The City Council of Oxford in Alabama voted to pass a new law that requires people to use public bathroom aligned with their birth sex.

The new rule also covers changing rooms, apart from restrooms, within the police jurisdiction of the city of Oxford.

Police Chief Bill Partridge told Al.com that if anyone reports an uncomfortable situation at public restrooms, police would come to witness any crime. If the alleged offender is still there by the time police arrives, that person may be charged with $500 fine or up to six months in prison, a punishment which is similar as in public indecency cases.

"If somebody sees something that makes them uncomfortable, they would call the police," he said. "If the person is still there when the officer arrives, the officer has to witness the crime.
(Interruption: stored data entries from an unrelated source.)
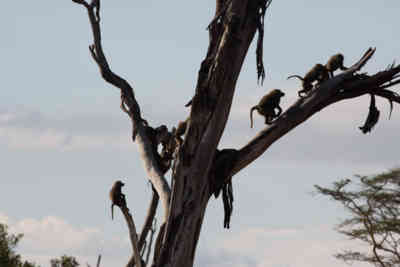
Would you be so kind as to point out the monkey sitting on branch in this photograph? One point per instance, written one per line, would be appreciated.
(160, 135)
(116, 196)
(335, 62)
(318, 73)
(267, 105)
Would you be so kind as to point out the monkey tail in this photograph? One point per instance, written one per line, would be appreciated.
(251, 116)
(295, 76)
(189, 103)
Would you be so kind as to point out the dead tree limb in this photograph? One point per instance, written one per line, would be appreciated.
(128, 105)
(343, 86)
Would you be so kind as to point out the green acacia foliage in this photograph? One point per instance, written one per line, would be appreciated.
(64, 261)
(373, 203)
(8, 243)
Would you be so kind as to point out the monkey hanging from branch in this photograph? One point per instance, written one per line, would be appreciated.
(267, 105)
(372, 118)
(318, 73)
(335, 62)
(160, 135)
(116, 196)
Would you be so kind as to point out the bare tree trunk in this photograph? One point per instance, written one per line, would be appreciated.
(199, 169)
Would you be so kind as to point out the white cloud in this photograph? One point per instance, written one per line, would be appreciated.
(33, 130)
(4, 219)
(52, 237)
(291, 247)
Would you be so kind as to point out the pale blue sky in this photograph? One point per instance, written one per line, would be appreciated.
(61, 126)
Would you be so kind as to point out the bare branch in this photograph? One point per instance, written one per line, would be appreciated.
(147, 226)
(128, 105)
(133, 237)
(342, 86)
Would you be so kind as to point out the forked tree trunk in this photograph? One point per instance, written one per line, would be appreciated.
(199, 169)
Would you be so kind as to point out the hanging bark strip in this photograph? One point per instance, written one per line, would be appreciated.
(263, 5)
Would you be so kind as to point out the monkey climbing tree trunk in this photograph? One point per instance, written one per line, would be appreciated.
(199, 169)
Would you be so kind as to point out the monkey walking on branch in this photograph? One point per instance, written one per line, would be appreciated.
(267, 105)
(318, 73)
(116, 196)
(335, 62)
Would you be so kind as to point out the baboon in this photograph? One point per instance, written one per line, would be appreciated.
(267, 105)
(335, 62)
(160, 135)
(116, 196)
(318, 73)
(372, 118)
(181, 128)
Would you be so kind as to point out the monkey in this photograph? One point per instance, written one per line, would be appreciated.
(372, 118)
(335, 62)
(160, 135)
(318, 73)
(181, 128)
(116, 196)
(267, 105)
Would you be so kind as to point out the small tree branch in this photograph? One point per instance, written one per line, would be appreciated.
(147, 226)
(133, 238)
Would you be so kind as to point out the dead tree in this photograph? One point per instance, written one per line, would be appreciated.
(198, 168)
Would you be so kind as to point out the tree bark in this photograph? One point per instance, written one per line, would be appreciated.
(196, 167)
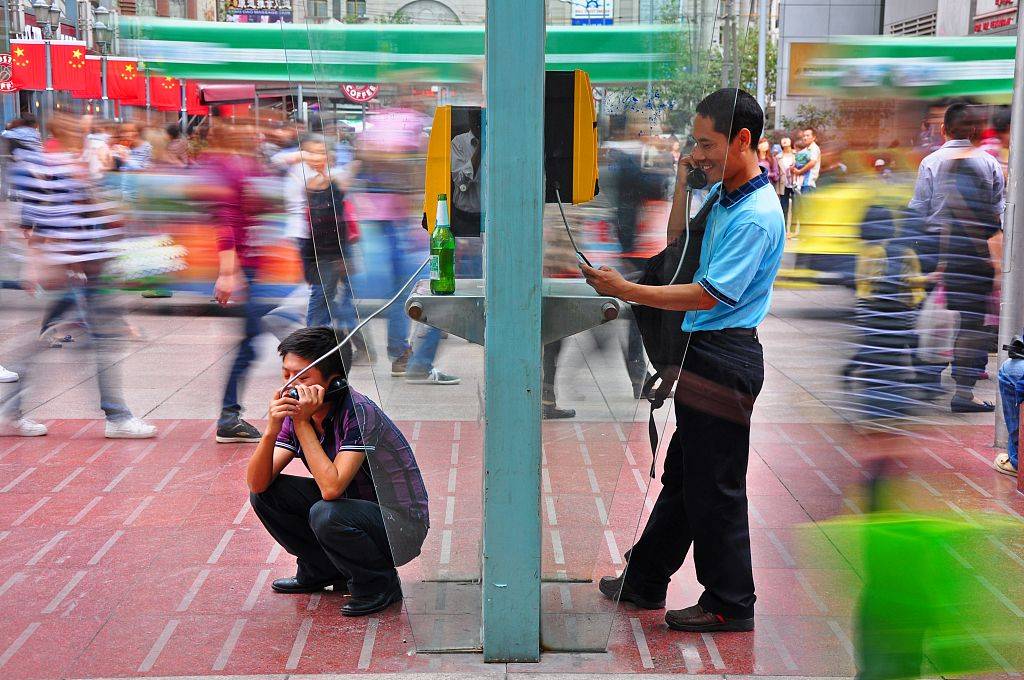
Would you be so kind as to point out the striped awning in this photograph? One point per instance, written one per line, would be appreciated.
(371, 52)
(914, 68)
Then we take down the person's information, and the person who reported it has to sign out a warrant."

Council President Steven Waits said that the new law was not meant to target transgender people, but to protect women and children.

He read from a prepared statement, saying that the law was "not out of concerns for the 0.3 percent of the population who identify as transgender," but "to protect our women and children."
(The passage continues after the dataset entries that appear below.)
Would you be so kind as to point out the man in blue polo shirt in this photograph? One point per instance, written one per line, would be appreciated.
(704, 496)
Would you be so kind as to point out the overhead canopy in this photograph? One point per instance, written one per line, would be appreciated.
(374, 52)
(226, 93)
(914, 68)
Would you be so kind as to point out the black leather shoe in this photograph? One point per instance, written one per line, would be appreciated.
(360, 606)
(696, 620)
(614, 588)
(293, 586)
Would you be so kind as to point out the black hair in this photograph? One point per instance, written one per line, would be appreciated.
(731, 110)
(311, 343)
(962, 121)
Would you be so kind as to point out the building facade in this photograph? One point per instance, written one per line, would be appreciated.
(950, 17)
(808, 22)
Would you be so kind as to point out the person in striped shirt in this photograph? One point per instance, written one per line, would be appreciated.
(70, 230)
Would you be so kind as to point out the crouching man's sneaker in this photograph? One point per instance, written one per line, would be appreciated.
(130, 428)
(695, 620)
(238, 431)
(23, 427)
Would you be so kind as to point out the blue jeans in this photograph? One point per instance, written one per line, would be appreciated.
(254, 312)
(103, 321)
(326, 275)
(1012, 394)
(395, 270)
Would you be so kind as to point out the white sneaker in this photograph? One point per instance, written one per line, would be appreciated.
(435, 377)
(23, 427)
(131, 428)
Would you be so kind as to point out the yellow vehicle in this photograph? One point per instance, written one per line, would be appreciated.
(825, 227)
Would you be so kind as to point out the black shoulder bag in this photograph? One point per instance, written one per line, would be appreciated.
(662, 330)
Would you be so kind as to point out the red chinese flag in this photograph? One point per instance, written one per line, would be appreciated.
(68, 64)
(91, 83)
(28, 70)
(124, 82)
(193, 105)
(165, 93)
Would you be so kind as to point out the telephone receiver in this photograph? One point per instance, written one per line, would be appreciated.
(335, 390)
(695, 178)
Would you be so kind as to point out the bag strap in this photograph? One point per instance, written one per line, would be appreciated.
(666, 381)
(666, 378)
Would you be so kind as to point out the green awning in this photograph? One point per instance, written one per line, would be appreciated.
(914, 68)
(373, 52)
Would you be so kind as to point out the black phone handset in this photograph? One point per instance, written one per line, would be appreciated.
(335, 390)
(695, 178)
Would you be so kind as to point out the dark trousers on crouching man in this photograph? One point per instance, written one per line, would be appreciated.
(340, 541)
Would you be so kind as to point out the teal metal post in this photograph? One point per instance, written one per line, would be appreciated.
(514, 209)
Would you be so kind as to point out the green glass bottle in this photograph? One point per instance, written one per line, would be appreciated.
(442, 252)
The ordinance said that people using public bathrooms "do not reasonably expect to be exposed to individuals of the opposite sex while utilizing those facilities."

"The council further asserts that single sex public facilities are places of increased vulnerability and present the potential for crimes against individuals utilizing those facilities which may include, but not limited to, voyeurism, exhibitionism, molestation and assault and battery," it continued.
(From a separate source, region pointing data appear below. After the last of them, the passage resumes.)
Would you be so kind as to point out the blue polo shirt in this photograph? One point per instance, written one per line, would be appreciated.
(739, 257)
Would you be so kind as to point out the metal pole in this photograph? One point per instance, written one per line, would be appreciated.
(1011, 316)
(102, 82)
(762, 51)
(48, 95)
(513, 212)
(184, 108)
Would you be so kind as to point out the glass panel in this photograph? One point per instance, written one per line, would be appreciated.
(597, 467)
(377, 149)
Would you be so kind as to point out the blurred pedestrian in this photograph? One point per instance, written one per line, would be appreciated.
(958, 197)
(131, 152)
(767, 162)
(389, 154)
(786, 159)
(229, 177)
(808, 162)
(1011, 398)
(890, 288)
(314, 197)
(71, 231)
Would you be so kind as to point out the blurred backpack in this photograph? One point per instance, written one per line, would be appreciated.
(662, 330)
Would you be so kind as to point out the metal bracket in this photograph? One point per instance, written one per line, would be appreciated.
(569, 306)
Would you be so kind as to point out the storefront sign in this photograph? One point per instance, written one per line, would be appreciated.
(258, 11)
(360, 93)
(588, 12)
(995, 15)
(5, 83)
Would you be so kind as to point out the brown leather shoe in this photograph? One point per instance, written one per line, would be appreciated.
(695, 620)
The law does not mention the word "transgender," but comes soon after Target changed its policy to eliminate gender lines in bathrooms, which the council said threatened the safety of women and children.

However, LGBT rights groups say that the law is discriminatory, and even went beyond the North Carolina bathroom ordinance which is applicable only in government premises.

"With the passage of HB2, North Carolina became the first state to enact this type of legislation and is currently facing a federal court challenge and fierce backlash. Oxford's ordinance is unprecedented in that it enumerates criminal penalties, including the potential for jail time, for violations. It also applies to bathrooms and locker rooms citywide, including in private businesses, which goes further than the similar provision in North Carolina's law which applies to government buildings," said Ianthe Metzger of Human Rights Campaign.

A petition to oppose Target's decision to open the bathrooms to either sexes has received over one million signatures, which says that the policy "means a man can simply say he 'feels like a woman today' and enter the women's restroom... even if young girls or women are already in there... Target's policy is exactly how sexual predators get access to their victims. And with Target publicly boasting that men can enter women's bathrooms, where do you think predators are going to go?"

The law makes exception to the bathroom rule for those who offer emergency medical assistance to sick and elderly people and are permitted to enter any room, along with adults who accompany children under the age of 12 to any of the restrooms.